Challenges Behind the Sweets: Labor Shortage and Black Market
According to Balázs Erdélyi, president of the Hungarian Confectioners’ Guild, the sector’s biggest issues include a shortage of skilled labor, rising ingredient prices, and the growing presence of the unregulated market. So-called “home bakers” — who take on entire weddings without any official licenses or inspections — cause significant harm to legitimate businesses, while posing food safety risks.
“This kind of underground model has not yet appeared in ice cream parlors, but it’s already affecting pastry shops.
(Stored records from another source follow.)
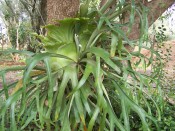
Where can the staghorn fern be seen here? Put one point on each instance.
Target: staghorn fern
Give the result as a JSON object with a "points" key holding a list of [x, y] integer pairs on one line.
{"points": [[82, 64]]}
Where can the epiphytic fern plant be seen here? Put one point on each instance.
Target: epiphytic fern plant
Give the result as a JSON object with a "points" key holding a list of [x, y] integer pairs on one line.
{"points": [[83, 83]]}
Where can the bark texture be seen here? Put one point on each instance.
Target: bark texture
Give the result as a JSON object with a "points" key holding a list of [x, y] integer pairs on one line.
{"points": [[60, 9]]}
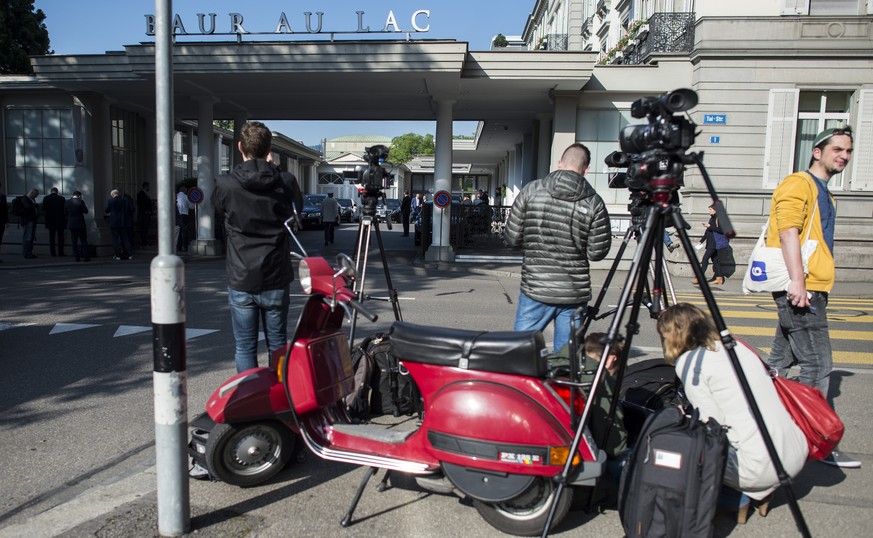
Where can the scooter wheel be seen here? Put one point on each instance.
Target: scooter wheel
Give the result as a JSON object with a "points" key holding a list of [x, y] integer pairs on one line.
{"points": [[526, 514], [248, 454]]}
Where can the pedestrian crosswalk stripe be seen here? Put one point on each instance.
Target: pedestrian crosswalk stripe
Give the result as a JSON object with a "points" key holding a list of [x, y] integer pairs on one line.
{"points": [[67, 327], [835, 334]]}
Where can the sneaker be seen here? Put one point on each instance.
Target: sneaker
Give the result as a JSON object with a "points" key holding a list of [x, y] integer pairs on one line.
{"points": [[197, 472], [839, 459]]}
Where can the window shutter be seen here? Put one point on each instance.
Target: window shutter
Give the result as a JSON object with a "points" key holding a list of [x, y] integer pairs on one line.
{"points": [[862, 160], [781, 129]]}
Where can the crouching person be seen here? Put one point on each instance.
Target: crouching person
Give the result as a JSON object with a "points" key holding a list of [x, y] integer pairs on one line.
{"points": [[691, 343]]}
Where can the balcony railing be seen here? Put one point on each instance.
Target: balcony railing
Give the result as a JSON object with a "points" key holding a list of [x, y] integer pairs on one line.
{"points": [[557, 42], [668, 32]]}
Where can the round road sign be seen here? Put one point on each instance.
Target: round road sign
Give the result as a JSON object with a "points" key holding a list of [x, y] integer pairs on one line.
{"points": [[442, 199], [195, 195]]}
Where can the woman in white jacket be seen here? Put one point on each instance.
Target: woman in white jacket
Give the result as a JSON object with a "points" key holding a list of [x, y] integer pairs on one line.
{"points": [[692, 344]]}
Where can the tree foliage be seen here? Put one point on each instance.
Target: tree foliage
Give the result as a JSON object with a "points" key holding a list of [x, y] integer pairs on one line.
{"points": [[405, 147], [22, 34]]}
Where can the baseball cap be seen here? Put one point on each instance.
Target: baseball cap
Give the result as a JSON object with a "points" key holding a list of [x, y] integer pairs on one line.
{"points": [[823, 136]]}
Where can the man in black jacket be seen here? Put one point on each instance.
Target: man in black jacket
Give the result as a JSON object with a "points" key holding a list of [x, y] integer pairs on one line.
{"points": [[55, 222], [256, 199], [561, 223]]}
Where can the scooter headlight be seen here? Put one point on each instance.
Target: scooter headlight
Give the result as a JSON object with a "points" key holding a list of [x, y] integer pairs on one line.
{"points": [[305, 277]]}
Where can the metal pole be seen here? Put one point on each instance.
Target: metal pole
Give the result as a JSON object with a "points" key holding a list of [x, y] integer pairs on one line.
{"points": [[168, 307]]}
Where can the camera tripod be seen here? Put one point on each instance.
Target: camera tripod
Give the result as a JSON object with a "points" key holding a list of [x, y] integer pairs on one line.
{"points": [[660, 213], [368, 225]]}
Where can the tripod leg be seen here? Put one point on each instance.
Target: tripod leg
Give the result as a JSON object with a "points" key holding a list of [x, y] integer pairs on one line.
{"points": [[392, 293]]}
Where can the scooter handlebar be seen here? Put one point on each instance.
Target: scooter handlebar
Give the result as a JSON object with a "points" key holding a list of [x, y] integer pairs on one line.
{"points": [[363, 310]]}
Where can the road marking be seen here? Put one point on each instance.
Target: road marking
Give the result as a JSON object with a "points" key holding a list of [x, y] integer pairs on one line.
{"points": [[67, 327], [847, 357], [836, 334]]}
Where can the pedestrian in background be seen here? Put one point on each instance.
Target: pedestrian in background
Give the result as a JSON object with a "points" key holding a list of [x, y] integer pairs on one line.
{"points": [[803, 205], [118, 212], [28, 223], [405, 212], [330, 211], [75, 211], [561, 224], [4, 216], [183, 207], [256, 199], [144, 213], [55, 223], [713, 239]]}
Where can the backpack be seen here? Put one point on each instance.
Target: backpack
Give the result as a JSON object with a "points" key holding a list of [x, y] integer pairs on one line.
{"points": [[396, 392], [358, 401], [382, 386], [17, 207], [672, 480]]}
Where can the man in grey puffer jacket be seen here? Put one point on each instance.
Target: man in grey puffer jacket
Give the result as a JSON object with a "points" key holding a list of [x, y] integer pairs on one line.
{"points": [[561, 224]]}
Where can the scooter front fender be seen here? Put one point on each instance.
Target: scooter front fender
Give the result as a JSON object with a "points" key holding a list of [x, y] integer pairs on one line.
{"points": [[492, 425], [255, 394]]}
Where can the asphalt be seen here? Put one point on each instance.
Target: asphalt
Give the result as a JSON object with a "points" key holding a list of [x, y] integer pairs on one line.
{"points": [[126, 506]]}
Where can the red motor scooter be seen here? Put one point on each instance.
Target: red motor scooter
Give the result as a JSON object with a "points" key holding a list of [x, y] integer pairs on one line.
{"points": [[496, 426]]}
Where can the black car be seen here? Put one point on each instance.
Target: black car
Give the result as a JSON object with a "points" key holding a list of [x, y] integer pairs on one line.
{"points": [[347, 209], [311, 214]]}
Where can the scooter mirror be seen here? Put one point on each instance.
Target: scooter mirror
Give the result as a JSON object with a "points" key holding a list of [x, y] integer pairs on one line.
{"points": [[346, 265]]}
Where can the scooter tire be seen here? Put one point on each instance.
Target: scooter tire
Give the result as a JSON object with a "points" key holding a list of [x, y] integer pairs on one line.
{"points": [[248, 454], [526, 514]]}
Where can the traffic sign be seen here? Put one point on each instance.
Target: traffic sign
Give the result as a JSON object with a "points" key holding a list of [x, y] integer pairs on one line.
{"points": [[442, 199], [195, 195]]}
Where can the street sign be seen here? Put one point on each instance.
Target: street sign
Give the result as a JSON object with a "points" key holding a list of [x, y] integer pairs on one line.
{"points": [[195, 195], [442, 199]]}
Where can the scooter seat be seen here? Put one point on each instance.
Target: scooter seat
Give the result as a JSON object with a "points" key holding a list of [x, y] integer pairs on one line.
{"points": [[506, 352]]}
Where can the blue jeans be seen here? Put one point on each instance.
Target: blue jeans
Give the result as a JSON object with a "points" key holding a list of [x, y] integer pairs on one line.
{"points": [[27, 238], [246, 310], [534, 315], [802, 338]]}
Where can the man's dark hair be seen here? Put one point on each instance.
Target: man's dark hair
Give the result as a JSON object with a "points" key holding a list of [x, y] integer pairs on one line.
{"points": [[576, 156], [255, 140]]}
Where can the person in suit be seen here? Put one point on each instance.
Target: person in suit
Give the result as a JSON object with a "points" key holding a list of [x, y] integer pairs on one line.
{"points": [[75, 211], [144, 213], [55, 222]]}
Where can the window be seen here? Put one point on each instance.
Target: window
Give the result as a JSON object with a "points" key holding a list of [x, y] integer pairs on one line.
{"points": [[128, 150], [40, 152], [795, 117]]}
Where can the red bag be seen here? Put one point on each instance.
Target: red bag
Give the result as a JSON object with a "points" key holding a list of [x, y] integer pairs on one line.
{"points": [[810, 410]]}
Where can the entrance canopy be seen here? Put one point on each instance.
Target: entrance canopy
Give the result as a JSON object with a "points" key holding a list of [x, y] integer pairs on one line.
{"points": [[348, 80]]}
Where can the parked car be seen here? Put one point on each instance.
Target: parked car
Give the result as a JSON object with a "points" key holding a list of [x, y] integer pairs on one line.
{"points": [[311, 214], [347, 209]]}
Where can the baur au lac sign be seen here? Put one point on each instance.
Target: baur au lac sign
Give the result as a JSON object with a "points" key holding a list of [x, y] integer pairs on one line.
{"points": [[207, 24]]}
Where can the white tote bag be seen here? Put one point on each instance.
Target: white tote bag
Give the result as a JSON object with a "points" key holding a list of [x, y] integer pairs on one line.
{"points": [[767, 271]]}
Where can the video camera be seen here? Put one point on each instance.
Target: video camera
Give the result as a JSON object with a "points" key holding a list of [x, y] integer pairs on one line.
{"points": [[373, 179], [654, 153]]}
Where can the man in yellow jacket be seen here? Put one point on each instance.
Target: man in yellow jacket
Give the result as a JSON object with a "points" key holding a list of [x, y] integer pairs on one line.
{"points": [[803, 207]]}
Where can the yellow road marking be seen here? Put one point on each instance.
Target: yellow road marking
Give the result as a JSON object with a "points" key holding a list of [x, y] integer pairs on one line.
{"points": [[740, 330], [847, 357]]}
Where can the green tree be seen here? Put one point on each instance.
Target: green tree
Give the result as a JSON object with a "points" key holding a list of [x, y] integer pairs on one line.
{"points": [[22, 34], [405, 147]]}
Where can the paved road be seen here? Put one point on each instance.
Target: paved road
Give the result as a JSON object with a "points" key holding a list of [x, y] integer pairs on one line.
{"points": [[76, 416]]}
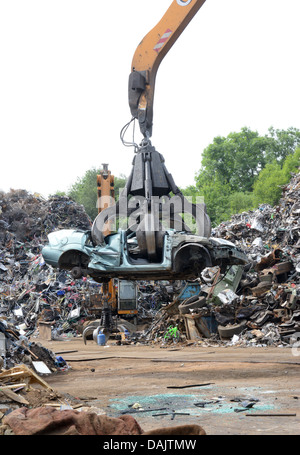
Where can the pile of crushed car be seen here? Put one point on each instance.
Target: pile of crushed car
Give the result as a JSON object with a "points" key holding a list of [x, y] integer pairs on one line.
{"points": [[253, 304]]}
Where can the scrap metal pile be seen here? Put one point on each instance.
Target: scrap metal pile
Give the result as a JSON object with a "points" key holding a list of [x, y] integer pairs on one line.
{"points": [[255, 305], [30, 290]]}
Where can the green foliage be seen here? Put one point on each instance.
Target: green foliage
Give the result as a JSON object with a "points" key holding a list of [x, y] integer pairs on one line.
{"points": [[237, 173], [268, 186], [84, 191], [243, 170]]}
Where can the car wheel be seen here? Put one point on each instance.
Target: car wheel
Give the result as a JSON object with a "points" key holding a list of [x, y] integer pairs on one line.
{"points": [[230, 330], [192, 303]]}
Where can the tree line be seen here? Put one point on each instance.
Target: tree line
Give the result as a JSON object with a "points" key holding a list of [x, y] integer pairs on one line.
{"points": [[236, 173]]}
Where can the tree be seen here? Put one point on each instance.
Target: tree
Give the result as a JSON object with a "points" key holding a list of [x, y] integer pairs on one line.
{"points": [[84, 190], [268, 186], [238, 158]]}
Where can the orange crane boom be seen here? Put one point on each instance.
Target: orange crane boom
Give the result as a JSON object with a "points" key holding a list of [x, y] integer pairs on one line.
{"points": [[149, 55]]}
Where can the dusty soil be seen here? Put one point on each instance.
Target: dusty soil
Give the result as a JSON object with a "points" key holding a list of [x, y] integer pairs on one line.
{"points": [[207, 386]]}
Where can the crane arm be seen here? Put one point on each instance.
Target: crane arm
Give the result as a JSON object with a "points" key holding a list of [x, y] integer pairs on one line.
{"points": [[149, 55]]}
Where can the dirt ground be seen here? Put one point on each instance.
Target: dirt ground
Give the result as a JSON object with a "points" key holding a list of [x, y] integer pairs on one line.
{"points": [[227, 390]]}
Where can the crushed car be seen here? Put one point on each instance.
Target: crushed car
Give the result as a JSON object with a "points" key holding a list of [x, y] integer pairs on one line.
{"points": [[121, 255]]}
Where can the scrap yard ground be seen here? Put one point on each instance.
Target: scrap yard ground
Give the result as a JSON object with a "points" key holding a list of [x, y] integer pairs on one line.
{"points": [[227, 390]]}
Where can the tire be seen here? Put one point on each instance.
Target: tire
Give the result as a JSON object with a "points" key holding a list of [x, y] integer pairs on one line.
{"points": [[230, 330], [192, 303]]}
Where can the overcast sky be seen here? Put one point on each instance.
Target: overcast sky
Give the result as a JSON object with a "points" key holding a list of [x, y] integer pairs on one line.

Legal businesses simply cannot compete with those avoiding taxes,” Erdélyi added in a recent interview.
Imported Ingredients, Local Commitment
Pastry shops around Lake Balaton typically use premium imported ingredients, whose prices have soared in recent years. Rising logistics and energy costs further burden the sector. Those seeking to modernize their equipment must make serious investments — which few can afford.
“To maintain quality, confectioners must be paid salaries close to Western European levels. That’s the only way to retain highly skilled professionals,” added the president of the Guild.
Extreme Flavors, Intense Competition
This summer, once again, wouldn’t be complete without outlandish ice cream flavors — such as pork stew or pickled cucumber — but behind the scenes, a fierce competition is taking place. New dessert shops are opening one after another in the Balaton region: some launched by young entrepreneurs with trendy concepts, others as short-term investments. Experience shows, however, that only those businesses survive long-term where humility, expertise, and consistent quality are core values.